Não é um acaso que nos governos socialistas de António Costa as relações familiares no círculo mais interior do poder tenham atingido proporções inéditas: pais, filhas, irmãos, maridos e mulheres são os representantes de uma nomenclatura endogâmica que, ao contrário do que acontece com os fidalgos, está mais ou menos blindada contra os escândalos dos Vinhais de cada um dos recém-chegados. A ministra Mariana Vieira da Silva é o rosto mais genuíno dessa nomenclatura que muda de cargos no governo como se estivesse a progredir na função pública: filha de um antigo ministro, passou do ISCTE para assessora, de assessora para adjunta, de ajunta para secretária de Estado, de secretária de Estado a ministra… Mas temos também os irmãos Mendes (Ana Catarina e António Mendonça, ela ministra e ele secretário de Estado) e já tivemos o casal Eduardo Cabrita e Ana Vitorino. No preciso momento em que acabo este artigo constato que a mulher de Fernando Medina, Stéphanie Sá da Silva, filha de Jaime Silva, ministro da Agricultura durante o primeiro Governo de José Sócrates, vai ser substituída no cargo de directora jurídica da TAP por Manuela Vasconcelos Simões, que vive com João Tiago Silveira, antigo secretário de Estado de José Sócrates.

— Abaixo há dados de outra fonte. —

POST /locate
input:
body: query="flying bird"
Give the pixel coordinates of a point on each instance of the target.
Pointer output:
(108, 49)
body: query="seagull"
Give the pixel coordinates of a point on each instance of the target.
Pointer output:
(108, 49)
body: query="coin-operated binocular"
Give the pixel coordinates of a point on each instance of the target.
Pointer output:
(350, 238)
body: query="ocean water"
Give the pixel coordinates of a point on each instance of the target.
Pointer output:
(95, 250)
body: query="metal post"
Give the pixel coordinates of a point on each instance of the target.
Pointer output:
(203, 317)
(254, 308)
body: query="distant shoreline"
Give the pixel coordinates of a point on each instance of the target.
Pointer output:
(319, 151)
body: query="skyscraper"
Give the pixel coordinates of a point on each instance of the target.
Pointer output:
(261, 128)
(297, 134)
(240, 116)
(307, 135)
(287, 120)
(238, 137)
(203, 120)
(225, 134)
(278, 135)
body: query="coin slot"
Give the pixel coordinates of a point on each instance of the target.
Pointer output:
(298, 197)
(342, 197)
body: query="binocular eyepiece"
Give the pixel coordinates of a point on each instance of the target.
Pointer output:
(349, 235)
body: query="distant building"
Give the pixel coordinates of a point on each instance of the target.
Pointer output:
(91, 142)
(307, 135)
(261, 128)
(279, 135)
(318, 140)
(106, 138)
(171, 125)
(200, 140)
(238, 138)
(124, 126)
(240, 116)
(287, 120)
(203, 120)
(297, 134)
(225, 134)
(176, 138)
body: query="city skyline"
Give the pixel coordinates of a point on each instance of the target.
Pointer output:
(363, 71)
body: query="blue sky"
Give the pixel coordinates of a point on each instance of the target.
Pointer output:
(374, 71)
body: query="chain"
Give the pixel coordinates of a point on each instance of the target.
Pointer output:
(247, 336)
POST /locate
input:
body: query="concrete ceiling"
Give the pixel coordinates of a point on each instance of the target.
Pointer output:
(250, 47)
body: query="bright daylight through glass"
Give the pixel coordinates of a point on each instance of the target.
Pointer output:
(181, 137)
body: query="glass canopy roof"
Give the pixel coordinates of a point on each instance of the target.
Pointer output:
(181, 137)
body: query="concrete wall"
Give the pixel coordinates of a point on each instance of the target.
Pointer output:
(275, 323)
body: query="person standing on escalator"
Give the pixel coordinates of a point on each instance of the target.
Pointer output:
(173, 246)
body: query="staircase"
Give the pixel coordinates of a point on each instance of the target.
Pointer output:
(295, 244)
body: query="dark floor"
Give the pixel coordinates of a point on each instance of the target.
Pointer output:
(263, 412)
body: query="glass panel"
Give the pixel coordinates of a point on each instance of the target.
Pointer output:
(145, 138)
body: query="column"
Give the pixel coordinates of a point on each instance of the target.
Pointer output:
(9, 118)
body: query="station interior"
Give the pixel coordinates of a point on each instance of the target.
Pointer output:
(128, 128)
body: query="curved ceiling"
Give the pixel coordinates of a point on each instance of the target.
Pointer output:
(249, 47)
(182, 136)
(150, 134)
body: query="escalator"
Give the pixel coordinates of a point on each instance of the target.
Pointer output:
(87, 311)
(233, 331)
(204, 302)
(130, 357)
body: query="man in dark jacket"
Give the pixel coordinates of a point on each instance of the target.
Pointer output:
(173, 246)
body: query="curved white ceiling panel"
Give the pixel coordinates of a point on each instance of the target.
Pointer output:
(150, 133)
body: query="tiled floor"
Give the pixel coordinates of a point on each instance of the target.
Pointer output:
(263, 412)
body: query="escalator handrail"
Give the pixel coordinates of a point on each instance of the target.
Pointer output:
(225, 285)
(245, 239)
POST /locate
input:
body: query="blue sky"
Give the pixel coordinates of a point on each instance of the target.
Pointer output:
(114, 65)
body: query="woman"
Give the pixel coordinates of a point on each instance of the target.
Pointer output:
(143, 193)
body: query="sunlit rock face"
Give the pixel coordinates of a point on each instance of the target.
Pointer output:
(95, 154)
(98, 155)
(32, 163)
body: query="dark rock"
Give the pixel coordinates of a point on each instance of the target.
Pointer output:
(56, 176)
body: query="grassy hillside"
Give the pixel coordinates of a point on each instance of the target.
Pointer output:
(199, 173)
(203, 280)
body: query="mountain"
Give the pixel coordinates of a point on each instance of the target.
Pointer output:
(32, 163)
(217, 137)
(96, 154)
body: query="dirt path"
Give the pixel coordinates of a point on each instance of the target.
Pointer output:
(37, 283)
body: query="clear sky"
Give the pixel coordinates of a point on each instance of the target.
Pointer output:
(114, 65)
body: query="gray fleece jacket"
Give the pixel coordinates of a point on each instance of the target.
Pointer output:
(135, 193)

António Costa vive agora um momento de crise: a sua nomenclatura dividiu-se — Pedro Nuno Santos desafia-o e os fidalgos da casa socialista geram escândalos atrás de escândalos. Mas pode dizer-se que isso faz parte da vida de qualquer um que ocupe o lugar de primeiro-ministro por tanto tempo. O que realmente choca é que para lá da espuma dos dias chegamos à razão de ser do nosso presente bloqueio: aquilo que garantiu a António Costa, primeiro, fazer governo e, depois, anos de governo sem contestação é também a razão do seu insucesso como primeiro-ministro: em 2015 António Costa comprou o poder garantindo às corporações que não faria uma única reforma.

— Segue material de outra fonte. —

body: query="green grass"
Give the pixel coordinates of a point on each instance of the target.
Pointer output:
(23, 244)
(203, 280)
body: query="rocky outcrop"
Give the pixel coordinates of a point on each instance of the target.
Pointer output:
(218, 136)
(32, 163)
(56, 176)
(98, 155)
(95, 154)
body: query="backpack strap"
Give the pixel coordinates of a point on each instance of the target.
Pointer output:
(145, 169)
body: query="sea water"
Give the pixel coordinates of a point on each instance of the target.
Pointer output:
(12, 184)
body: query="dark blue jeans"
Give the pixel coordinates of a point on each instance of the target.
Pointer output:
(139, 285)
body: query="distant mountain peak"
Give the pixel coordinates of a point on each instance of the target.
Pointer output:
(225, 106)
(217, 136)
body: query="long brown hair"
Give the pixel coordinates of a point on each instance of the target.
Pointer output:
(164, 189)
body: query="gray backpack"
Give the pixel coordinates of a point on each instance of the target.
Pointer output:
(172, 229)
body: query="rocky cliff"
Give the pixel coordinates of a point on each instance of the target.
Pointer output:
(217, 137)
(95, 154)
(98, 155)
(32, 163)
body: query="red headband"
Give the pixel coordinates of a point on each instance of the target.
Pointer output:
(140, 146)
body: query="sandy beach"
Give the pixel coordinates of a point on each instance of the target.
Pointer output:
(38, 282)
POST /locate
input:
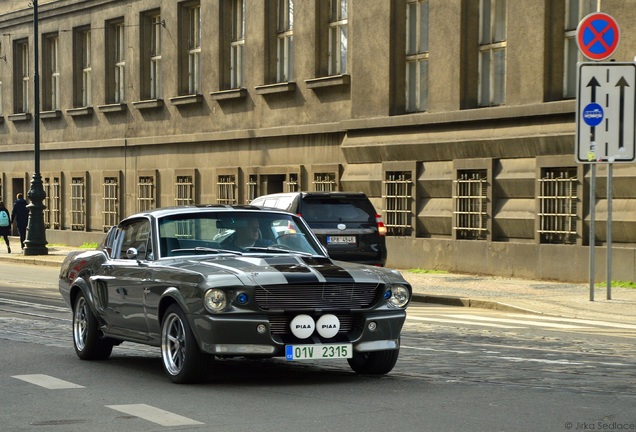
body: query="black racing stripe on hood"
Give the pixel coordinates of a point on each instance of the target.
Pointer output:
(294, 272)
(332, 273)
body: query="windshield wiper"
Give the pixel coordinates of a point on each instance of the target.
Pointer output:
(206, 250)
(276, 249)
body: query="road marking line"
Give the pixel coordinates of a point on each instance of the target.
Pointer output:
(524, 321)
(579, 321)
(47, 381)
(154, 415)
(453, 321)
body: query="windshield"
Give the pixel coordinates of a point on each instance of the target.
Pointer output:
(234, 232)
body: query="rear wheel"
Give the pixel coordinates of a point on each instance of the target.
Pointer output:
(89, 345)
(374, 362)
(182, 360)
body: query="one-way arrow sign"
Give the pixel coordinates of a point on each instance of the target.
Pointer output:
(606, 112)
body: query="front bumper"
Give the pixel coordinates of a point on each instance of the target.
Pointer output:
(237, 335)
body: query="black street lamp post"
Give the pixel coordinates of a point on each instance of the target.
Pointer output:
(35, 242)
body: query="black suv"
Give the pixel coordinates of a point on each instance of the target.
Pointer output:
(345, 222)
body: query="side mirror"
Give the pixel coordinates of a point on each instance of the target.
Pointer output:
(132, 253)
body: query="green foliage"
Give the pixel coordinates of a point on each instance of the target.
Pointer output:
(424, 271)
(618, 284)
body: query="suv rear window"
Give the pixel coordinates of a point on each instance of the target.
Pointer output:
(329, 209)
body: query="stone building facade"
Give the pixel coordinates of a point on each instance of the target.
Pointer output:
(457, 117)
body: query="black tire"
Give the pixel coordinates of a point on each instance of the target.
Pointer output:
(88, 343)
(374, 362)
(180, 354)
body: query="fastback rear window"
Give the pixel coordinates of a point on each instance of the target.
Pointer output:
(344, 209)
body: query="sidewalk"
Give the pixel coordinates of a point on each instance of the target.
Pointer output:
(518, 295)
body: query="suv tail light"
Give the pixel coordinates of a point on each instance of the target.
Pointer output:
(381, 226)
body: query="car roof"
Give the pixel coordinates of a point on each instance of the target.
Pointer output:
(312, 194)
(175, 210)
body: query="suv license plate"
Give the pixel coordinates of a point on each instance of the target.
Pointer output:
(318, 352)
(341, 239)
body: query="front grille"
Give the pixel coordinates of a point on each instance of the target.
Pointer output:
(317, 296)
(279, 325)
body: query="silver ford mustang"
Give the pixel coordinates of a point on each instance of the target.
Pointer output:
(224, 281)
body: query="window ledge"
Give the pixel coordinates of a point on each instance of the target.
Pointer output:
(187, 99)
(19, 117)
(275, 88)
(110, 108)
(50, 114)
(330, 81)
(148, 104)
(82, 111)
(229, 94)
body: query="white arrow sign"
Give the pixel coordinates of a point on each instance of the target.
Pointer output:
(605, 112)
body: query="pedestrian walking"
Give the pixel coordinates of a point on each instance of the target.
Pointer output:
(5, 225)
(20, 217)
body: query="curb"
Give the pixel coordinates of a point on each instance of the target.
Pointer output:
(468, 302)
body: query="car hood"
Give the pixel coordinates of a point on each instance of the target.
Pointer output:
(289, 269)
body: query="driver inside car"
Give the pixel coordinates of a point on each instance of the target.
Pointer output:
(246, 236)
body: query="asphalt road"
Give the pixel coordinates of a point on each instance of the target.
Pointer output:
(459, 369)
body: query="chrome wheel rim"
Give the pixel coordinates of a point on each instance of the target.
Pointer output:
(173, 344)
(80, 323)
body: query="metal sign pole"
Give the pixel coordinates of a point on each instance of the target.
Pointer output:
(592, 233)
(610, 172)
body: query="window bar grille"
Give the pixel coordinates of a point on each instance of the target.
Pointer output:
(292, 183)
(558, 205)
(252, 188)
(226, 190)
(145, 193)
(77, 204)
(56, 203)
(111, 205)
(324, 182)
(397, 197)
(471, 205)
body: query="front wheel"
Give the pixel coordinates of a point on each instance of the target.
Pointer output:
(89, 345)
(182, 360)
(374, 362)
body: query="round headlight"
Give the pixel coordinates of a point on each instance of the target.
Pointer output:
(400, 296)
(215, 300)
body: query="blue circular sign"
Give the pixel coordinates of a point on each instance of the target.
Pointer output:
(593, 114)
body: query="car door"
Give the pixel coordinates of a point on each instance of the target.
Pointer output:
(124, 278)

O resultado foi primeiro a degradação dos serviços públicos e agora a sua contestação. A contestação a quem em 2015 garantiu o que não podia nem devia: nesta semana que agora acaba os comboios não andaram; a espera nas urgências de alguns hospitais foi de 14 horas; o ministro da Educação desistiu de tentar alterar o regime de colocação de professores. Na semana que vem os oficiais de justiça começam uma greve por tempo indeterminado e outros sindicatos da educação anunciam mais luta… A não ser que por reforma se entenda o imobilismo, o estatismo e a redistribuição de fundos comunitários não se entrevê uma reforma que tenha a assinatura dos governos de António Costa.

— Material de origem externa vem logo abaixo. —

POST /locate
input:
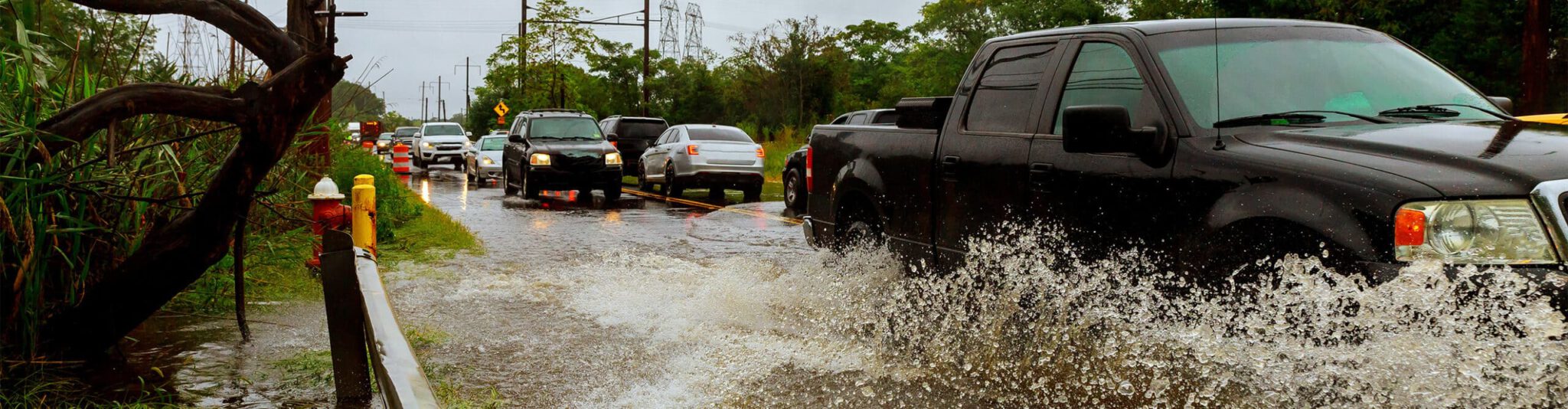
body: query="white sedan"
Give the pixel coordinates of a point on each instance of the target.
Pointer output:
(712, 157)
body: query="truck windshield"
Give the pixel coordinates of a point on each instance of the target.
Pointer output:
(640, 129)
(1305, 70)
(443, 130)
(565, 129)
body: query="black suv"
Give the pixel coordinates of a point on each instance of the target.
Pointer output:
(559, 149)
(632, 135)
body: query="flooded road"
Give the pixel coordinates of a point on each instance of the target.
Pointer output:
(577, 303)
(651, 303)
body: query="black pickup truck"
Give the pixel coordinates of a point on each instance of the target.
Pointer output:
(1211, 143)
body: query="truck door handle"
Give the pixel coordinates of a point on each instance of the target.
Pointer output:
(951, 166)
(1040, 175)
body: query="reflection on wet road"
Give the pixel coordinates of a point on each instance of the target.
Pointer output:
(568, 301)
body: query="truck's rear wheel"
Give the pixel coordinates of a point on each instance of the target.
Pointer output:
(673, 187)
(861, 227)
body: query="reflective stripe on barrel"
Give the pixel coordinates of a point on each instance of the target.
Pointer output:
(400, 160)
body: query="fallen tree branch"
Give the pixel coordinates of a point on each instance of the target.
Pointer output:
(96, 113)
(247, 25)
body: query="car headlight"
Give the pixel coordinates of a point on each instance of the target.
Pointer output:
(1473, 232)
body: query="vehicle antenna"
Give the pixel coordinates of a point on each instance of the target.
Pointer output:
(1219, 135)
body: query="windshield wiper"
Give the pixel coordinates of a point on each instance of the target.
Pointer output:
(1435, 110)
(1421, 112)
(1291, 118)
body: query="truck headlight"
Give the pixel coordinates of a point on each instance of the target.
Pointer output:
(1473, 232)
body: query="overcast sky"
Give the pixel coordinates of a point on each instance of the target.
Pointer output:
(413, 41)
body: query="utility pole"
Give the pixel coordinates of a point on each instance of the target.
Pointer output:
(441, 103)
(468, 90)
(645, 55)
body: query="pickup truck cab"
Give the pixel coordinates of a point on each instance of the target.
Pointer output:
(560, 149)
(1210, 143)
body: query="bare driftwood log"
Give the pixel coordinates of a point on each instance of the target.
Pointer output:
(269, 116)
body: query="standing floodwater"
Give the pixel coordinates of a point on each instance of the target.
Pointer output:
(577, 303)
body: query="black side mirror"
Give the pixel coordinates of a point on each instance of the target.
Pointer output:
(1503, 103)
(1104, 129)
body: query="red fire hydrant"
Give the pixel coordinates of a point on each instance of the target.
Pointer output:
(327, 214)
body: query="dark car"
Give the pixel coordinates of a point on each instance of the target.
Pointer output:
(795, 162)
(885, 116)
(632, 135)
(560, 149)
(1328, 140)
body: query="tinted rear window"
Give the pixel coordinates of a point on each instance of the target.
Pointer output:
(733, 135)
(640, 129)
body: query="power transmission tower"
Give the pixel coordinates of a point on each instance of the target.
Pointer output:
(670, 31)
(694, 30)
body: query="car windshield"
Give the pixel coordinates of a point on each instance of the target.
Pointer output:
(1305, 70)
(733, 135)
(640, 129)
(443, 130)
(493, 143)
(565, 129)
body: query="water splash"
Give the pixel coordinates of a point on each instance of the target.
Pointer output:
(1029, 323)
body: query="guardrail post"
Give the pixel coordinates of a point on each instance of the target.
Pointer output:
(345, 320)
(364, 201)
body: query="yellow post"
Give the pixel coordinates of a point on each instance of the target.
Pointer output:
(366, 214)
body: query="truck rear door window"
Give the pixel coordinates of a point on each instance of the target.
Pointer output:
(1102, 74)
(1007, 90)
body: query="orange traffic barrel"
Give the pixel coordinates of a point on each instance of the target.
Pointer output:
(400, 160)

Por ironia, o mesmo António Costa que não vai deixar uma marca no progresso do país vai deixar uma marca no PS: mudou-o decisivamente. Deslocou-o para a esquerda acreditando que mais tarde podia fazer alianças ao centro. Não foi isso que aconteceu. Acabou a insuflar a ala esquerda do PS que neste momento em nada se distingue do BE. Asfixiou a ala centrista do PS e gerou um antagonista, Pedro Nuno Santos. O muro que Costa dizia ter derrubado à esquerda caiu, só que caiu dentro do PS.

Como é que isto vai acabar? Muito provavelmente António Costa vai beneficiar de um último favor do Presidente: em 2024 pode muito bem acontecer uma crise a tempo de António Costa deixar o governo e vir a ocupar o lugar de Charles Michel no Conselho Europeu.

Portugal ficará com um PS em deriva esquerdista e com um PSD com medo de ser poder num país que passou de uma ditadura de partido único para uma democracia de política única, o estato-dependentismo.

PS. O ministro da Saúde, Manuel Pizarro resolveu anunciar que não exclui o encerramento de maternidades privadas pois “é preciso “fazer com que as regras muito exigentes no setor público” sejam aplicadas ao setor privado também”. Portanto perante o descalabro do SNS o ministro anuncia um estudo alargado do sistema, tão alargado que inclui também a oferta dos privados. Quando o público corre mal nada como virar as atenções para os privados, não é?!

Para abreviar o ministro pode fazer aquelas respirações de trabalho de parto e perguntar-se: que sentido faz excluir os privados do SNS? Porque não pode uma grávida ir ter o seu filho na unidade que quiser pagando o SNS à maternidade pública ou privada esse parto?

Em seguida pode simular o que de mais aproximado existe de um parto com recurso a fórceps “fazer com que as regras muito exigentes no setor público” sejam aplicadas no sector público. Boa sorte e que tenha uma hora pequenina, como diz o povo.